Extracting timezone from text

In [42]:
pprint(d.parse_timezone(u"Let's meet at 10pm IST"))
print('----------------------------------------------------------------------')
pprint(d.parse_timezone(u"Let's meet at 22:00 EST"))

[{'dim': 'timezone',
  'end': 22,
  'start': 19,
  'text': 'IST',
  'value': {'value': 'IST'}}]
----------------------------------------------------------------------
[{'dim': 'timezone',
  'end': 23,
  'start': 20,
  'text': 'EST',
  'value': {'value': 'EST'}}]


Extracting number from text

In [24]:
d.parse_number(u"Hey i am a 20 year old student from Alaska")

[{'dim': 'number',
  'text': '20',
  'start': 11,
  'end': 13,
  'value': {'value': 20.0}}]

Extracting ordinals from text

In [45]:
pprint(d.parse_ordinal(u"I came 2nd and u came 1st in a race"))
print('----------------------------------------------------------------------')
pprint(d.parse_ordinal(u"I came second and u came first in a race"))

[{'dim': 'ordinal',
  'end': 10,
  'start': 7,
  'text': '2nd',
  'value': {'value': 2}},
 {'dim': 'ordinal',
  'end': 25,
  'start': 22,
  'text': '1st',
  'value': {'value': 1}}]
----------------------------------------------------------------------
[{'dim': 'ordinal',
  'end': 13,
  'start': 7,
  'text': 'second',
  'value': {'value': 2}},
 {'dim': 'ordinal',
  'end': 30,
  'start': 25,
  'text': 'first',
  'value': {'value': 1}}]


Extracting currency and value from text

In [50]:
pprint(d.parse_money(u"This meal costs 3$"))
print('----------------------------------------------------------------------')
pprint(d.parse_money(u"This meal costs 3 Baht"))
print('----------------------------------------------------------------------')
pprint(d.parse_money(u"This meal costs 3 Rupee"))

[{'dim': 'amount-of-money',
  'end': 18,
  'start': 16,
  'text': '3$',
  'value': {'unit': '$', 'value': 3.0}}]
----------------------------------------------------------------------
[]
----------------------------------------------------------------------
[{'dim': 'amount-of-money',
  'end': 23,
  'start': 16,
  'text': '3 Rupee',
  'value': {'unit': 'INR', 'value': 3.0}}]

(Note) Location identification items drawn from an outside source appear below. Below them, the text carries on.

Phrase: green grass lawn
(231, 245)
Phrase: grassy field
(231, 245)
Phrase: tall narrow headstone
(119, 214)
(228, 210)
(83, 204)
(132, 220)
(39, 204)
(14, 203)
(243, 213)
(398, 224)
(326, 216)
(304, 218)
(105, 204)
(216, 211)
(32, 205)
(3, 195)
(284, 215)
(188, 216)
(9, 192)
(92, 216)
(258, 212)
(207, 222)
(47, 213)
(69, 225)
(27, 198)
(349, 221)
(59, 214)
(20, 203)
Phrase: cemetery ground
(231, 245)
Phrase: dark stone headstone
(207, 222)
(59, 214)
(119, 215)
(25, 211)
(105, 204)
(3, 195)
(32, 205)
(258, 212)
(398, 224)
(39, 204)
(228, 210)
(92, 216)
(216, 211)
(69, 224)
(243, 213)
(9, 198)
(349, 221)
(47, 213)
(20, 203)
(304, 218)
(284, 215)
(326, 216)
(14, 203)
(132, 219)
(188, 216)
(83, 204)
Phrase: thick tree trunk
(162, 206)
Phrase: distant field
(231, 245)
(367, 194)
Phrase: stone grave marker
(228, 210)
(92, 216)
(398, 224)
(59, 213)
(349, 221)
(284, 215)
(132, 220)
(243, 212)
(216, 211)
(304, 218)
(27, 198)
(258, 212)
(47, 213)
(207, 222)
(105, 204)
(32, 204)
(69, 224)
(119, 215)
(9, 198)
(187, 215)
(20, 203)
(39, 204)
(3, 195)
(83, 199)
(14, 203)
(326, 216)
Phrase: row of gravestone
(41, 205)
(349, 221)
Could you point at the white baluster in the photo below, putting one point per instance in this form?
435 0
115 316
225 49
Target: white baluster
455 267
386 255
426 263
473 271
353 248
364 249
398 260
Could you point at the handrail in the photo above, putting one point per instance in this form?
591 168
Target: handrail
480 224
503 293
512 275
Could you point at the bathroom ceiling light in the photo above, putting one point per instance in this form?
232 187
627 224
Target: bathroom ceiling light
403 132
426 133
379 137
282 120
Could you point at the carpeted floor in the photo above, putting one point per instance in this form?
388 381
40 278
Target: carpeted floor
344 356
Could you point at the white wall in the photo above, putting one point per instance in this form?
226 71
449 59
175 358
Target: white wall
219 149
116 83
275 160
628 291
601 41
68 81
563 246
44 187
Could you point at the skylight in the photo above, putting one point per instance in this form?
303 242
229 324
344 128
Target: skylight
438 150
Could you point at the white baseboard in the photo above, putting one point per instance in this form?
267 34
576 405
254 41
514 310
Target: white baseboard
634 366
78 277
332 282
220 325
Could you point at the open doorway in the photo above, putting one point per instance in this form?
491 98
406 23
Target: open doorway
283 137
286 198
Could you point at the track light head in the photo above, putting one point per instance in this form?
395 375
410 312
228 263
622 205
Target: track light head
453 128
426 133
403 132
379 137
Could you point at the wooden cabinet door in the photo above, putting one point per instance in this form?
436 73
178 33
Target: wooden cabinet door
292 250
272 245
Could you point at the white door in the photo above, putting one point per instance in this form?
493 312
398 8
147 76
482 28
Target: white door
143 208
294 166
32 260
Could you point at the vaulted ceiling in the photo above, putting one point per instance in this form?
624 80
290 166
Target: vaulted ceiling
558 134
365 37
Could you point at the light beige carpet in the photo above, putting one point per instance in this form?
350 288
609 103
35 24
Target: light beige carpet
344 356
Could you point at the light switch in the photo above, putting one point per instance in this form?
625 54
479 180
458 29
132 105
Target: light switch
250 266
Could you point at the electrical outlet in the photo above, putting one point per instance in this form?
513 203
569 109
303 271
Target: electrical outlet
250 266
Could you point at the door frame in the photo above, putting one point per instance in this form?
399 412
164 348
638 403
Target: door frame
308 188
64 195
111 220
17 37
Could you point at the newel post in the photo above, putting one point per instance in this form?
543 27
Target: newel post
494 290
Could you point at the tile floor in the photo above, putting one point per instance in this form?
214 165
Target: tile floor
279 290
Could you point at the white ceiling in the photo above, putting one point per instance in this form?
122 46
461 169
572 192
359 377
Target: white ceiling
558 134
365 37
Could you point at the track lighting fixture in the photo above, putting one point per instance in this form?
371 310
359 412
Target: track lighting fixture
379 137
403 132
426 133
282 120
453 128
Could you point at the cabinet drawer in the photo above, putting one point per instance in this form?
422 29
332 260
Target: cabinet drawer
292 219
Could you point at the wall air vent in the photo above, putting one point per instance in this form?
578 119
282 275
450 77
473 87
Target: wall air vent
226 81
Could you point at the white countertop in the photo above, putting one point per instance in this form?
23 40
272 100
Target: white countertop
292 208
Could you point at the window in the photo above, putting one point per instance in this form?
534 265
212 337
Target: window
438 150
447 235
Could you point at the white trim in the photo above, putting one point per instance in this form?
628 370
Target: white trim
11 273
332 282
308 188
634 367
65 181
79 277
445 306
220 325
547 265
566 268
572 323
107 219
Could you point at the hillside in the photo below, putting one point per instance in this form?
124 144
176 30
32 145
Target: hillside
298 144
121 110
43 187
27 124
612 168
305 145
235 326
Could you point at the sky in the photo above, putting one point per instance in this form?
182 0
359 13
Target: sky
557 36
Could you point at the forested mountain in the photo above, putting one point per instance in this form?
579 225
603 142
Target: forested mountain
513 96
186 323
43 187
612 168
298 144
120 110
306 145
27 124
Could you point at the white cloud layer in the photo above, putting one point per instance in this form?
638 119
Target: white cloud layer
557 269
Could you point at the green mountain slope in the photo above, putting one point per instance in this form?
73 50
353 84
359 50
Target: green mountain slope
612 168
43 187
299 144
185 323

Extracting email ids from text

In [27]:
pprint(d.parse_email(u"my email is abcxyz@gmail.com"))

[{'dim': 'email',
  'text': 'abcxyz@gmail.com',
  'start': 12,
  'end': 28,
  'value': {'value': 'abcxyz@gmail.com'}}]

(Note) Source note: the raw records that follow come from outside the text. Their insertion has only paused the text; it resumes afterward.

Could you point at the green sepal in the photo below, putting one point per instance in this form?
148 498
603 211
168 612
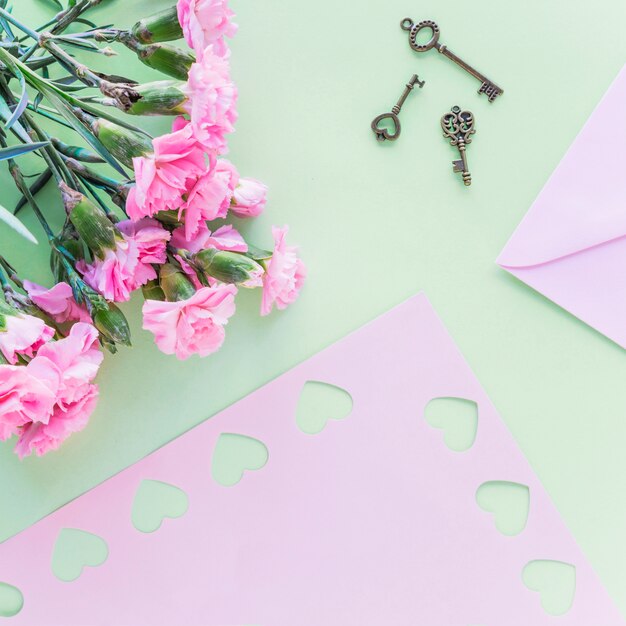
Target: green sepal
162 97
167 59
122 143
162 26
225 266
152 291
112 324
90 221
174 283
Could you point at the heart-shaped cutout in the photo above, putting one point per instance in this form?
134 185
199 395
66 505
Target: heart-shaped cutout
320 402
457 417
76 549
11 600
233 455
555 582
154 501
509 502
386 126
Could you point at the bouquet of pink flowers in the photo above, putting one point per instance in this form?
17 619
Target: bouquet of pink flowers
155 222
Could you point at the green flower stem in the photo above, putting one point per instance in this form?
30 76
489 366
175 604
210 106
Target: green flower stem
16 173
65 18
10 272
82 72
13 20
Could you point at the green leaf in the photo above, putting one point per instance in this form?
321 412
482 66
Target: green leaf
23 102
13 151
56 3
8 218
66 111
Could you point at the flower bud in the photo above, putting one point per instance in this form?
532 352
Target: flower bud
228 267
162 26
152 291
249 198
162 97
90 221
122 143
165 58
112 324
174 283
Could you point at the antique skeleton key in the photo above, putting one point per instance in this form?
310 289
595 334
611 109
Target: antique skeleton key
383 134
489 88
458 127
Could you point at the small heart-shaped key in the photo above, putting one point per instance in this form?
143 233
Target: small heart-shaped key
382 133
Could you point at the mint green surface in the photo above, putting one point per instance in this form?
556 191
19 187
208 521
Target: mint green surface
378 223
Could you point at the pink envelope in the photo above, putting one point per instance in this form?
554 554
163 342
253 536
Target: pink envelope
571 245
370 521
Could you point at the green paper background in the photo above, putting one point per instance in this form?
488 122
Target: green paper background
378 223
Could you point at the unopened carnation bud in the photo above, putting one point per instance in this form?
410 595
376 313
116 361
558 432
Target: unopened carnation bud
162 97
162 26
112 324
249 198
152 291
228 267
123 143
165 58
174 283
90 221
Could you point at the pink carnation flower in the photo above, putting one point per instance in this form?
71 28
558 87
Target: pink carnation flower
72 362
24 398
206 22
249 198
128 265
284 274
23 335
58 302
53 396
191 326
113 276
210 196
212 97
224 238
162 177
151 240
41 438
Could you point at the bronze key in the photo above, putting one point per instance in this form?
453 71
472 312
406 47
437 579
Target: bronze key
489 88
458 127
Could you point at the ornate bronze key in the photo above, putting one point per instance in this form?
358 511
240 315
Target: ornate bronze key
489 88
458 127
382 133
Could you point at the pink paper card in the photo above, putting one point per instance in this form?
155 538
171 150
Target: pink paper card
571 245
373 520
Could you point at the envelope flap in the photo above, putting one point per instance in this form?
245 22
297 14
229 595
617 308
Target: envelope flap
583 204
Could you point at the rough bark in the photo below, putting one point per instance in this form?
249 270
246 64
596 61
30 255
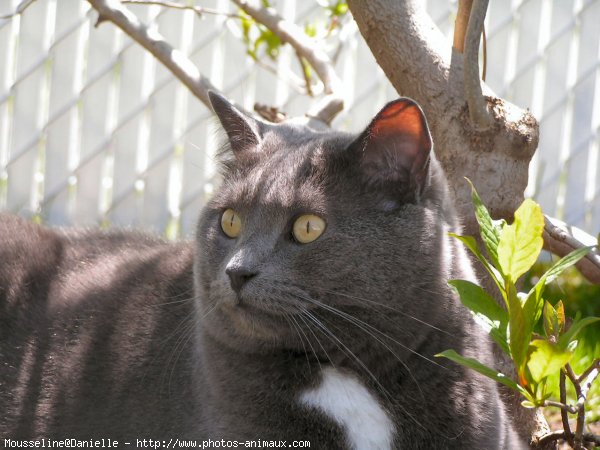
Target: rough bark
420 63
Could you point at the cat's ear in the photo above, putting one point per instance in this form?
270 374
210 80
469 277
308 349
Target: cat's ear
394 149
243 131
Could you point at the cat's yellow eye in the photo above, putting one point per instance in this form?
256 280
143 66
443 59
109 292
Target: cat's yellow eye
308 228
231 223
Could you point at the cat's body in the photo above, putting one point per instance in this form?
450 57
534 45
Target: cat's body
246 333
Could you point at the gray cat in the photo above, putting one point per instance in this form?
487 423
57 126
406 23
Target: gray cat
308 308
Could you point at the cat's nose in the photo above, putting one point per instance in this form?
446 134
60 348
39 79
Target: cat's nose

Extracting the durations in a text

In [28]:
d.parse_duration(u"I have been working on this project for 4 hrs every month for almost 2 years.")

[{'dim': 'duration',
  'text': '4 hrs',
  'start': 40,
  'end': 45,
  'value': {'value': 4.0,
   'unit': 'hour',
   'year': None,
   'month': None,
   'day': None,
   'hour': 4,
   'minute': None,
   'second': None}},
 {'dim': 'duration',
  'text': '2 years',
  'start': 69,
  'end': 76,
  'value': {'value': 2.0,
   'unit': 'year',
   'year': 2,
   'month': None,
   'day': None,
   'hour': None,
   'minute': None,
   'second': None}}]

Extracting urls from text

In [51]:
pprint(d.parse_url(u"The official website for the book Practical NLP is http://www.practicalnlp.ai/"))
print('----------------------------------------------------------------------')
d.parse_url(u"ฉันกำลังเข้าเว็บ www.เฉลิม.com")

[{'dim': 'url',
  'end': 78,
  'start': 51,
  'text': 'http://www.practicalnlp.ai/',
  'value': {'value': 'http://www.practicalnlp.ai/'}},
 {'dim': 'url',
  'end': 78,
  'start': 51,
  'text': 'http://www.practicalnlp.ai/',
  'value': {'value': 'http://www.practicalnlp.ai/'}}]
----------------------------------------------------------------------


[]

Extracting phone numbers from text

In [33]:
d.parse_phone_number(u"My phone number is 0918494100 and my adress is 637 Huakwang Bangkok 1234518")#didnt demo this due to privacy reasons

[{'dim': 'phone-number',
  'text': '0918494100 ',
  'start': 19,
  'end': 30,
  'value': {'value': '0918494100 '}},
 {'dim': 'phone-number',
  'text': '1234518',
  'start': 68,
  'end': 75,
  'value': {'value': '1234518'}}]

Generally, a good idea would be to make a pipeline of all of these functions or which ever you require according to your use case.